Imports, which traditionally keep domestic prices at bay, have had little impact in the U.S. market this year. U.S. Census Bureau preliminary data shows that in June, cut-to-length plate imports totaled 64,449 tonnes, a far cry from 102,056 tonnes in June 2012. License data through July 24 indicates some 41,002 tonnes of material will hit U.S. shores compared with 101,653 tonnes a year ago.

"Imports are not a concern," said a second mill source. "Volume-wise things have been no better or worse than where they have been in the last few months. But one thing that’s been quite evident at the moment, import numbers are down."

The second quarter has been particularly hard on the financial results of U.S. mills. Earlier this month, SSAB Americas, a subsidiary of Swedish steelmaker SSAB AB, posted a second-quarter loss on lackluster demand, its first dip into the red in four years (amm.com, July 19).

Other mills said, however, that prices had increased due to factors ranging from rising sheet prices to lean inventories at the distribution level as well as unsustainably thin sales margins and not due strictly to supply and demand dynamics.
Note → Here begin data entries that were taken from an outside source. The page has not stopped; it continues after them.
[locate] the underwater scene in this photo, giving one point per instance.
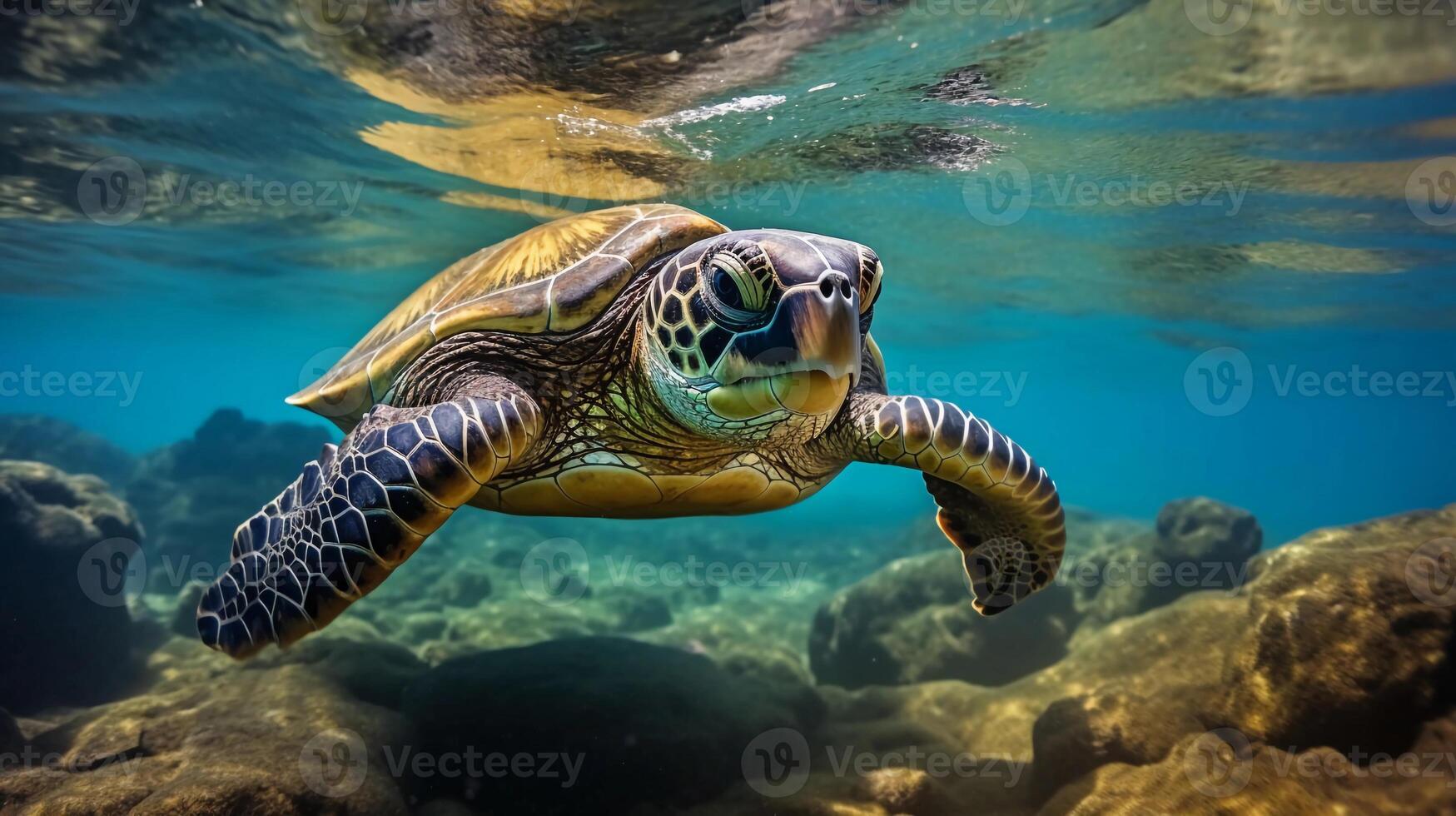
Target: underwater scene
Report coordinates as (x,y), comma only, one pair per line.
(785,407)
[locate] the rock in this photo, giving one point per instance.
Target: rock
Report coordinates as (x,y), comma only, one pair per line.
(217,738)
(35,437)
(1337,646)
(905,790)
(70,547)
(1078,734)
(1199,544)
(1220,771)
(635,611)
(465,586)
(624,710)
(1333,654)
(1207,532)
(913,621)
(192,495)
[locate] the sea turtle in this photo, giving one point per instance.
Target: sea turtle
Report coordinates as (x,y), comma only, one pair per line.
(637,361)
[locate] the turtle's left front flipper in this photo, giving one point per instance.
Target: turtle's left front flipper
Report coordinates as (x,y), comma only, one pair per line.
(996,505)
(359,512)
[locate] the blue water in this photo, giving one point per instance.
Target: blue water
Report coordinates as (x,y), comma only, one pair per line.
(1094,311)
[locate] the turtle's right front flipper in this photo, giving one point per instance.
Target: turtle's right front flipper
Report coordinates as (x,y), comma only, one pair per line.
(359,512)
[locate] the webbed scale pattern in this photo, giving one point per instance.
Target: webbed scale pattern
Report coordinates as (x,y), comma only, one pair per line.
(357,513)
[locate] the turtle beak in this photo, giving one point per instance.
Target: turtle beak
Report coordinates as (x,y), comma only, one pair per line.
(804,361)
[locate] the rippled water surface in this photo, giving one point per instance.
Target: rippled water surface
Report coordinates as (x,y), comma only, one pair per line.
(1073,202)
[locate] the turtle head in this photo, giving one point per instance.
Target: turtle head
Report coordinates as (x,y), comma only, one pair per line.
(758,336)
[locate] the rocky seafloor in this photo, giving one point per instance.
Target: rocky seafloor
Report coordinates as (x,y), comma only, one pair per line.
(1178,666)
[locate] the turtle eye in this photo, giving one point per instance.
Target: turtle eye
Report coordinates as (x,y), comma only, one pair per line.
(734,289)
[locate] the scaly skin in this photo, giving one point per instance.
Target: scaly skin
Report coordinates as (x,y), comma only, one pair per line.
(733,376)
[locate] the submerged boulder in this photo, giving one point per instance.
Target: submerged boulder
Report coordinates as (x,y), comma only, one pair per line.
(1304,689)
(192,495)
(596,723)
(217,738)
(1199,544)
(913,621)
(70,548)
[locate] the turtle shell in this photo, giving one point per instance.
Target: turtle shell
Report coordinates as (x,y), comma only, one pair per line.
(552,279)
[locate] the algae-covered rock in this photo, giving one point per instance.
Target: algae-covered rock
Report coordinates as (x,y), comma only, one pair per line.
(192,495)
(70,548)
(217,738)
(11,738)
(1341,644)
(1199,544)
(626,722)
(35,437)
(913,621)
(1335,658)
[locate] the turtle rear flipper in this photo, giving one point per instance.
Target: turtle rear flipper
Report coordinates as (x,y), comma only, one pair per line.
(355,513)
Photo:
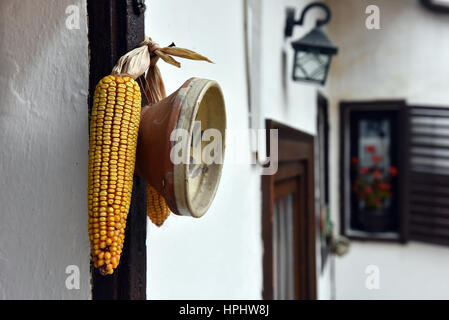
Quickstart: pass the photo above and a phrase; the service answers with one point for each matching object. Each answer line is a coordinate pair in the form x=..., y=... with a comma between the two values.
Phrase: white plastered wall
x=219, y=256
x=406, y=59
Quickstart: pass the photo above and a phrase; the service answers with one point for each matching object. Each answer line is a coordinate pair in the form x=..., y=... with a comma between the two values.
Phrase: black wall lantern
x=314, y=51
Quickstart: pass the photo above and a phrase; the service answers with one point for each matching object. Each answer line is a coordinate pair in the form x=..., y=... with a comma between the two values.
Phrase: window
x=373, y=170
x=288, y=218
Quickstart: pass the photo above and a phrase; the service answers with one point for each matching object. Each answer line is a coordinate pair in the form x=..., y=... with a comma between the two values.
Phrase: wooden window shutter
x=428, y=179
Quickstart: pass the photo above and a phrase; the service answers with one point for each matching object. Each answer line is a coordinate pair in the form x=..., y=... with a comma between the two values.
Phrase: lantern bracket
x=291, y=21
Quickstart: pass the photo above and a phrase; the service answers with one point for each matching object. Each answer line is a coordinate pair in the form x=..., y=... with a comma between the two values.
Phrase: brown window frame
x=295, y=161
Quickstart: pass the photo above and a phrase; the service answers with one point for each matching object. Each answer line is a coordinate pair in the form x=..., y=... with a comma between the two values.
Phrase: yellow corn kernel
x=157, y=208
x=109, y=145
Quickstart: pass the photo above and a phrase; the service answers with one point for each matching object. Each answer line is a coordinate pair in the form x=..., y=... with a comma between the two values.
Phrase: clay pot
x=188, y=187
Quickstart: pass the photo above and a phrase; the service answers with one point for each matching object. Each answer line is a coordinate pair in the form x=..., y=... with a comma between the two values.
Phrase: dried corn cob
x=112, y=150
x=157, y=209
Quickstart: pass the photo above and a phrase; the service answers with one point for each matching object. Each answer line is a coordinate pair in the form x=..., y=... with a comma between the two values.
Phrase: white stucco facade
x=406, y=59
x=219, y=256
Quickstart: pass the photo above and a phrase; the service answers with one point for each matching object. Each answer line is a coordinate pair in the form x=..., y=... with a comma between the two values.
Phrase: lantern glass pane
x=311, y=65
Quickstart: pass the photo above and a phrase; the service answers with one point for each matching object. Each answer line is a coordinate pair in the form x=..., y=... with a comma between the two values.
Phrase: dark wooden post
x=115, y=27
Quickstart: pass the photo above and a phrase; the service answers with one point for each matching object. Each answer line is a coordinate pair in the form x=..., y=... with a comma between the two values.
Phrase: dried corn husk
x=142, y=61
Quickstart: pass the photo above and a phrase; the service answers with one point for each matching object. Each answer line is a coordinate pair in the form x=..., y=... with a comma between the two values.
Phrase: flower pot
x=186, y=192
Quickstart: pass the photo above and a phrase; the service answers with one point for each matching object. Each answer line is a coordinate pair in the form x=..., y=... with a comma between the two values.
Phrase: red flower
x=377, y=174
x=393, y=171
x=376, y=201
x=370, y=149
x=376, y=159
x=384, y=186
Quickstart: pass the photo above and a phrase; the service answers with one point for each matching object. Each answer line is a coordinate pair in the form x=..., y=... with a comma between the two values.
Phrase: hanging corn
x=114, y=129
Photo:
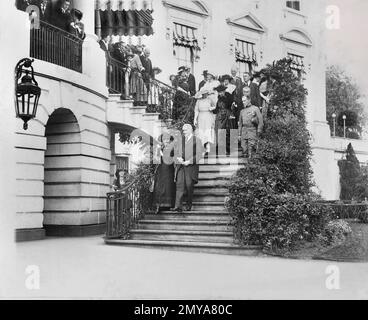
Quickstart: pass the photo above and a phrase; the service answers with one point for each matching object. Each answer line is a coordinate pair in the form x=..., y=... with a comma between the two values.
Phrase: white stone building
x=66, y=159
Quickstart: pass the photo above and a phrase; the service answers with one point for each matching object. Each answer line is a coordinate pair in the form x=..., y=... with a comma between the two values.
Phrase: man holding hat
x=223, y=116
x=203, y=82
x=255, y=95
x=250, y=125
x=191, y=82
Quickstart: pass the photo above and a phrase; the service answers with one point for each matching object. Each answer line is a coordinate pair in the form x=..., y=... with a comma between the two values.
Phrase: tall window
x=186, y=48
x=297, y=64
x=293, y=5
x=245, y=56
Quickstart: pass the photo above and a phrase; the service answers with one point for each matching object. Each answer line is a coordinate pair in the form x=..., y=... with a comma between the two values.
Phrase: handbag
x=152, y=186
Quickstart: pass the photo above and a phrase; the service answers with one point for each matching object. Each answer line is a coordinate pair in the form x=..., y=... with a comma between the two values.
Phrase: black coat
x=192, y=85
x=47, y=14
x=255, y=96
x=103, y=46
x=148, y=69
x=191, y=151
x=201, y=84
x=23, y=4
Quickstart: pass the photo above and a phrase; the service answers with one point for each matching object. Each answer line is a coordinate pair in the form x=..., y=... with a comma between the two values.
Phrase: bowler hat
x=220, y=88
x=226, y=77
x=77, y=13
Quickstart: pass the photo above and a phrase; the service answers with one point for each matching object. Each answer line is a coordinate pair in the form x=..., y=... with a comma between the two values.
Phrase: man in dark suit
x=188, y=153
x=45, y=9
x=104, y=43
x=147, y=65
x=203, y=82
x=255, y=95
x=191, y=82
x=24, y=4
x=63, y=18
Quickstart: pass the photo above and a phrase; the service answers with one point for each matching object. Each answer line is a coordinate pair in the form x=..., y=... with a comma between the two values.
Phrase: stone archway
x=62, y=184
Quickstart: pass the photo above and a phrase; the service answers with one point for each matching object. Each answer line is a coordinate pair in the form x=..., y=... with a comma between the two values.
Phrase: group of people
x=223, y=104
x=59, y=14
x=141, y=71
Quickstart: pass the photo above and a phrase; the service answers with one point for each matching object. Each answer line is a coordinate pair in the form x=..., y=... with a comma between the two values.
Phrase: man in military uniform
x=250, y=125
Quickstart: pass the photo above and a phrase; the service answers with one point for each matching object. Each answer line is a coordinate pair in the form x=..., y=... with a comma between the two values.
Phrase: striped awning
x=185, y=36
x=124, y=5
x=245, y=52
x=297, y=62
x=124, y=22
As a result, distributors questioned whether the higher tags are sustainable.

"Things are shaky. As far as I’m concerned, the mills got maybe half of the increase," said one Midwest service center source. "The fact is that when we’re talking about (a) commodity, things should be supply-demand driven. And when it’s not supply-demand that’s driving up the price, there’s a problem."

And while the second-quarter looked difficult, some added that there are potential bright spots ahead, particularly in strong automotive, truck and energy end markets. Others are more cautious.

"I think the third quarter will be a correction quarter. There are some signals that things will pick up," said the first mill source.